Dalam perkembangan peradaban yang dibangunnya, manusia Jawa juga mempunyai “kepercayaan” akan eksistensi Tuhan selain berupaya juga menjaga keselarasan hidup dengan alam sekelilingnya yang di tuangkan dalam “adat istiadat”.  Kepercayaan tentang adanya Dzat yang paling perkasa yang mengendalikan hidup dapat ditemukan dalam kosa kata Jawa : Sang Hyang Tunggal (Dzat yang Maha Tunggal) atau Sang Hyang Kawekas (Dzat yang Akhir setelah semua kehidupan hancur).  Kemudian ada struktur dibawahnya yang menunjukkan keperkasaan sifat Tuhan (dalam agama Islam disebut 99 nama Tuhan), misalnya : Sang Hyang Wenang (Dzat yang mempunyai Kekuasaan terbesar), Sang Hyang Manon (Dzat yang Berkehendak atas semesta) dan banyak lagi.  Tetapi sampai detik ini, belum pernah kepercayaan Jawa tersebut di deklarasikan sebagai suatu ajaran agama.  Karena masyarakat Jawa berpedoman bahwa agama atau kepercayaan itu adalah untuk dilakukan dan bukannya dicarikan pengakuan apalagi untuk diperdebatkan, perilaku ini menyebabkan tanah Jawa menjadi bagian yang paling cair atau bisa menerima penyebaran berbagai agama yang ada di Nusantara selama ajarannya seiring dengan pemahaman kepercayaan asli mereka.

Agama Budha, Hindu, Islam, Kristen, Katholik, dan lainnya ketika masuk ke tanah Jawa telah mengalami proses asimilasi kepercayaan yang justru memperkaya rasa ke imanan bagi pemeluknya.  Tak jarang adanya istilah : Budha Jawi, Hindu Jawi, Islam Kejawen, Kristen / Katholik Jawi, dan itu bukan hanya sebuah nama tetapi lebih jauh dari itu agama yang berasal dari luar Nusantara telah menemukan pemahaman baru tentang keimanan yang justru tidak muncul di tempat aslinya.  Kearifan lokal dan peran adat istiadat mewarnai peri kehidupan keagamaan yang ada, mampu menjadi pondasi yang cukup kokoh bagi persatuan dan kesatuan bangsa.  Tapi semuanya dapat terjungkir balikan seperti yang terjadi saat ini, ketika ajaran agama tadi ditampilkan seperti aslinya oleh sebagian pemeluknya yang fanatis maka kearifan lokal hilang dan menawarkan pertikaian antar pemeluk beragama.  Jelas ini masalah sulit, menerapkan sesuatu nafas adat yang mewarnai agama versi : India, Timur Tengah, Yerusalem, China dan sebagainya diatas tanah adat yang mempunyai getaran berbeda (atas berkah dan kehendak Tuhan) : JAWA.

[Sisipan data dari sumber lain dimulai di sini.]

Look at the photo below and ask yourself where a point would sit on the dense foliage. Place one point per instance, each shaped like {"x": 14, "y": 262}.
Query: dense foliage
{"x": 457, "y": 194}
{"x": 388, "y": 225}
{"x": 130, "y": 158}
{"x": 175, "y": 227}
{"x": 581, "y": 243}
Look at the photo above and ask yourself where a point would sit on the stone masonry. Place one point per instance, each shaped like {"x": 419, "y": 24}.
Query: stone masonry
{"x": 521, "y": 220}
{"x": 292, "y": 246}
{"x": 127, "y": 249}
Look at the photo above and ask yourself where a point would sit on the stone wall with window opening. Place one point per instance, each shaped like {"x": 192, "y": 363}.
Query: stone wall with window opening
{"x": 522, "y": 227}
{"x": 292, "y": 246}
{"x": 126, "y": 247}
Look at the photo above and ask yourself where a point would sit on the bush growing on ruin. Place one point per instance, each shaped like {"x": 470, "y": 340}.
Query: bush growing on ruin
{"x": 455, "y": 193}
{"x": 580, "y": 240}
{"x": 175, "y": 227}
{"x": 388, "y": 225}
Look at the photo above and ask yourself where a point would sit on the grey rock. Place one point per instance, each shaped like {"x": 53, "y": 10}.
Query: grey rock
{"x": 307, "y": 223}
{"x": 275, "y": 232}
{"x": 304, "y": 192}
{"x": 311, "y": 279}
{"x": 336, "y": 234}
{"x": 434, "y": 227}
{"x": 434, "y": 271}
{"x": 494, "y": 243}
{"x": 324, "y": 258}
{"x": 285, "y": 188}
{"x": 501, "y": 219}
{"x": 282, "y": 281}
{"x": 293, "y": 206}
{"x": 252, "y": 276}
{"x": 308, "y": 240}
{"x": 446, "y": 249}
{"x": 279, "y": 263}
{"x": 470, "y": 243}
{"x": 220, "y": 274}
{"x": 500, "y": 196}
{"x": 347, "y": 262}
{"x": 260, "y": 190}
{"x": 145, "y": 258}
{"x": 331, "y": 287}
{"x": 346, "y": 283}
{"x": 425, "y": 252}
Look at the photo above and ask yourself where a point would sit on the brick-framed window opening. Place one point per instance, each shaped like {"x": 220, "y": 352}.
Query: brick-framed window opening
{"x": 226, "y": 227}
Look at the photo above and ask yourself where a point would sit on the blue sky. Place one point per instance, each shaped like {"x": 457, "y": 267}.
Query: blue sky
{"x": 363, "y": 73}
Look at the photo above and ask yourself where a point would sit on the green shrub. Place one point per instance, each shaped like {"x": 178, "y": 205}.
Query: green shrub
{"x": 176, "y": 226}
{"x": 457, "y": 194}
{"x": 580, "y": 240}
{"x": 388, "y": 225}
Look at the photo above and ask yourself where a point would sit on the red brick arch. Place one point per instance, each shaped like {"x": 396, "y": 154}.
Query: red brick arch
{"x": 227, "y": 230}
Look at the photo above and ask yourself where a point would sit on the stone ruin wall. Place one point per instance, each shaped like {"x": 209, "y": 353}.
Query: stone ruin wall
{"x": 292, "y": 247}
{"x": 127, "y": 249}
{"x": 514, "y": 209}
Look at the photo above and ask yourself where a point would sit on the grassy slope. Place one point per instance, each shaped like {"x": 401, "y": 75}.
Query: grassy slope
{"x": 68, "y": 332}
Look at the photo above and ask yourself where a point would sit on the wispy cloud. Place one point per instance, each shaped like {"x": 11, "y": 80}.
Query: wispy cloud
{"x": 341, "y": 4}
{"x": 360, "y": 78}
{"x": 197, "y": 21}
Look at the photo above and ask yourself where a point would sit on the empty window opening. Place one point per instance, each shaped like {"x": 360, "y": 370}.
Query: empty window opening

Andai saja mereka semua paham, bahwa kearifan lokal adat Nusantara khususnya Jawa telah berhasil membawa mercusuar keimanan keseluruh penjuru dunia.  Lihat saja Budha Nusantara dengan Borobudurnya telah mampu menginspirasi negara asal agamanya bahkan jauh ke atas Tibet di pegunungan Himalaya sana, Hindhu Nusantara dengan Prambanan dan kearifan lokal Bali menjadi acuan dunia hingga saat ini, Islam Jawa dengan peran Walisongonya yang menjadi tempat belajar ulama se Asia Tenggara, Gereja Jawi Wetan yang memakai bahasa lokal dan Keuskupan Nusantara yang suaranya di dengar Vatikan karena kearifannya dan agama lainnya yang ada di Nusantara.
Kesimpulannya “Agama adalah miliknya Hati, Adat Istiadat atau Budaya adalah milik perilaku dan akal.  Jadi tempatkan semuanya sesuai dengan derajatnya, ketika kita membolak-balikan posisinya, itu sama artinya mematahkan pertolongan Tuhan lewat Agama dan Adat atas kegelapan Hati dan Akalmu”.